PuppeteerSharp Web Scraping Pipeline
Builds headless Chrome scraping pipelines using PuppeteerSharp for .NET environments. Handles JavaScript-rendered SPAs, Cloudflare challenge bypass via stealth plugins, and exports structured data through Newtonsoft.Json serialization.
npx skills add agentskillexchange/skills --skill puppeteersharp-web-scraping-pipeline
The PuppeteerSharp Web Scraping Pipeline enables robust data extraction from modern JavaScript-heavy websites within .NET ecosystems. Built on PuppeteerSharp, the official .NET port of Google Puppeteer, it launches headless Chromium instances with configurable viewport sizes, user agent rotation, and proxy chain support.

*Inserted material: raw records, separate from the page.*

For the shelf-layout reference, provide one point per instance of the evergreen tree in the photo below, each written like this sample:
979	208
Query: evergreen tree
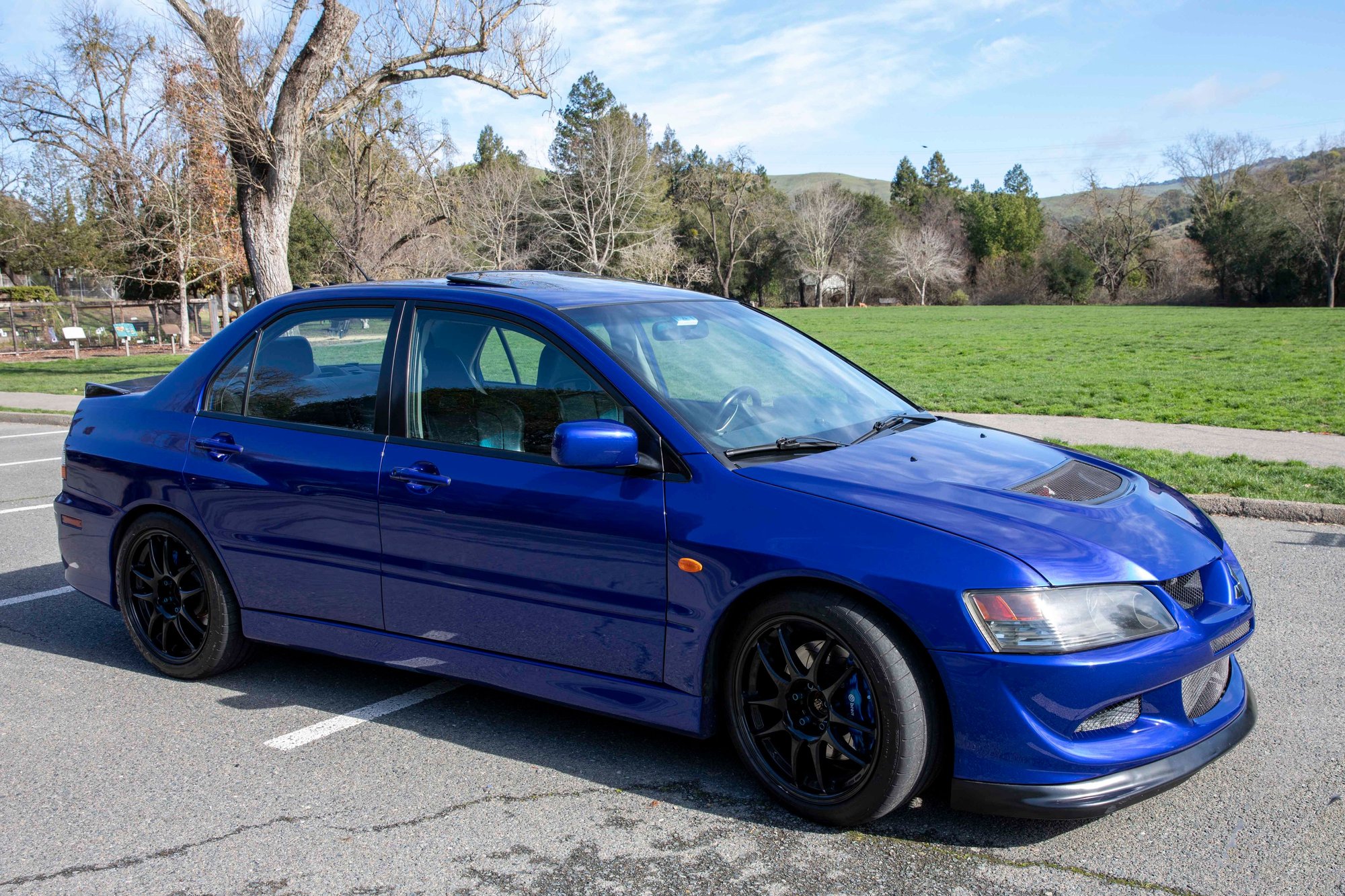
906	186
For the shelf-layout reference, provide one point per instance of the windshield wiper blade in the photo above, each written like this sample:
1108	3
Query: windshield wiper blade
894	420
787	443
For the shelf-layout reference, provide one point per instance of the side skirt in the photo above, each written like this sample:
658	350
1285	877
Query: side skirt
636	701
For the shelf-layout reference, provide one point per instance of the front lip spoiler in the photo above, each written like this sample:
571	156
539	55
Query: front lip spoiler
1102	795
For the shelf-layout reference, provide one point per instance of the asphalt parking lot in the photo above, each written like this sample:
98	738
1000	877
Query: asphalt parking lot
118	779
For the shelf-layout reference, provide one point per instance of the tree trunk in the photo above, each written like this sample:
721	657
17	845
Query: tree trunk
184	313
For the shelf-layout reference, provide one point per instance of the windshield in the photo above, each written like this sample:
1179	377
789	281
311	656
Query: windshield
739	377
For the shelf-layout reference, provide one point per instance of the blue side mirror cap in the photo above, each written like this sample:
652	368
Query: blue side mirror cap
597	444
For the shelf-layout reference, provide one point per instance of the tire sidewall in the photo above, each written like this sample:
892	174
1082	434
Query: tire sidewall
900	764
216	654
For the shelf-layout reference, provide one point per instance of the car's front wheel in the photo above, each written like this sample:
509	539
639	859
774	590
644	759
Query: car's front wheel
176	599
831	706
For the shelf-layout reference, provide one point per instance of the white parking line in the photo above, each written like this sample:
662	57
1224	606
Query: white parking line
362	715
41	594
14	510
40	460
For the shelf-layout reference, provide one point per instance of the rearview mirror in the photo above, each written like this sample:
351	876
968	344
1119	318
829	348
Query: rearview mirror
595	444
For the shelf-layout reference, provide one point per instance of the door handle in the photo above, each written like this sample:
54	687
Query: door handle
422	479
220	446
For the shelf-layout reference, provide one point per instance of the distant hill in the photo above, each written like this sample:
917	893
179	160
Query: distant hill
1062	208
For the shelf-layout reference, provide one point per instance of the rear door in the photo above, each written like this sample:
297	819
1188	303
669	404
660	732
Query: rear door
284	463
488	542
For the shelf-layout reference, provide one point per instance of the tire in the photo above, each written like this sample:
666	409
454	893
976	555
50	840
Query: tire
874	685
177	602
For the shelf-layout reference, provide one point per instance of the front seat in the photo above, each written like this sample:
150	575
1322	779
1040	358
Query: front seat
457	409
576	393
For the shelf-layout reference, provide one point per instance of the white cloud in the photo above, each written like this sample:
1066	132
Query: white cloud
1211	95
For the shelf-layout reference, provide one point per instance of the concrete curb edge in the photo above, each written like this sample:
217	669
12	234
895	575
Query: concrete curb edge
1266	509
36	417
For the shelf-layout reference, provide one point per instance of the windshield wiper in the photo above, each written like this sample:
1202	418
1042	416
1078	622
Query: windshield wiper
895	420
787	443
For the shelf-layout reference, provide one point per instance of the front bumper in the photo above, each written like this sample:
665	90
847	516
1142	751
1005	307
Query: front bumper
1109	792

What this skill actually does
The pipeline handles complex scraping scenarios including infinite scroll pagination, shadow DOM traversal, and iframe content extraction. Anti-detection measures include puppeteer-extra-plugin-stealth patterns adapted for PuppeteerSharp, randomized timing intervals, and residential proxy integration via Bright Data or Oxylabs APIs.
Data extraction uses CSS selectors and XPath queries with automatic retry logic for stale element references. Extracted data flows through a configurable transformation pipeline using Newtonsoft.Json for serialization and AutoMapper for DTO projection. Output destinations include SQL Server via Entity Framework Core, Elasticsearch bulk indexing, or Azure Blob Storage for large datasets. The pipeline supports distributed execution across multiple Chrome instances with work stealing task scheduling.